|The MGA With An Attitude
PRESSURE SWITCH Requires Too Much Pedal Force - HT-114
At 05:48 PM 7/13/06, Douglas E Starns wrote:
"My 1960 MGA 1600 brake lights don't light up until the brake pedal is depressed with a lot of pressure .... How is the sensitivity of the brake light switch regulated? I.e., how do I get the brake lights to go on as soon as there's just slight pressure on the pedal and the brakes just start to work? .... The switch is new ...."
You should be able to press the brake pedal with two fingers and make the brake lights work. This is nothing new. It's a faulty pressure switch. Send it back. If enough people send the junk back the vendors might eventually supply good ones.
The pressure switch in my car was working well when I bought the car at 150,000 miles. I don't know if it was original or not. I changed over to DOT 5 fluid during restoration of the car. The switch only lasted another 120,000 miles after that (270,000 miles in 40 years). The replacement switch purchased early 1997 is still hanging in there after another
80,000 miles (130,000 miles in 16 years as of June 2013). I had purchased a spare switch and carried it in the door pocket for a few years, but un-needed it went to the spare parts shelf where it is still collecting dust.

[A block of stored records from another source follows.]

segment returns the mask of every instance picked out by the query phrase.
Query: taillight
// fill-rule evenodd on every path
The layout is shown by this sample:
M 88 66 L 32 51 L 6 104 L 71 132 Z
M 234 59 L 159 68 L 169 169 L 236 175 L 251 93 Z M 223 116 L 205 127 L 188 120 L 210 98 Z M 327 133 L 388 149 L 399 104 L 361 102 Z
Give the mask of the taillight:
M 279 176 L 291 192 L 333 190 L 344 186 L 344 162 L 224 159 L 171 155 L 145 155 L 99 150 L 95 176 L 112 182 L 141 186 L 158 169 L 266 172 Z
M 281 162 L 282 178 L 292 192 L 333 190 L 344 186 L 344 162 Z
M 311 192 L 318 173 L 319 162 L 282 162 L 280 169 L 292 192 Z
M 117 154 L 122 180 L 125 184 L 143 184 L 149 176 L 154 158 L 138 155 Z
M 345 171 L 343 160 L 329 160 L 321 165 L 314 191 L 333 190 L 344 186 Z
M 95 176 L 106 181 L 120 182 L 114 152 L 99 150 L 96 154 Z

The problem with some recent new pressure switches is really cheap internal contacts which are not designed to carry the appropriate current load for long life. They usually work when new but may quickly burn contacts and deteriorate with normal use. As the contacts deteriorate they have higher electrical resistance, and require more pressure to get good enough contact to pass the current. Many will fail within months or weeks, and some may be bad right out of the box.
If you get a new pressure switch which fails prematurely, try a different vendor for the next one. Local auto parts stores can supply the parts. Early 1960's GM cars come to mind. NAPA-Echlin part # SL144 works, but I have mixed reports about that one too. They are under $10 (USD), so maybe keep a spare on hand. You might install a relay to off-load the current from the switch, but that's treating the symptoms rather than fixing the problem, and it adds more parts and connectors which could also give future problems.
The NAPA-Echlin SL144 is the grub screw version. It's strictly an LBC switch, i.e., 55-63 Austin, 48-64 English Ford, 51-56 MG, 49-64 Morris, 48-64 Rover, 49-64 Singer and 50-64 Triumph. Their SL147 is a blade terminal switch with a similar LBC list including 57-70 MG.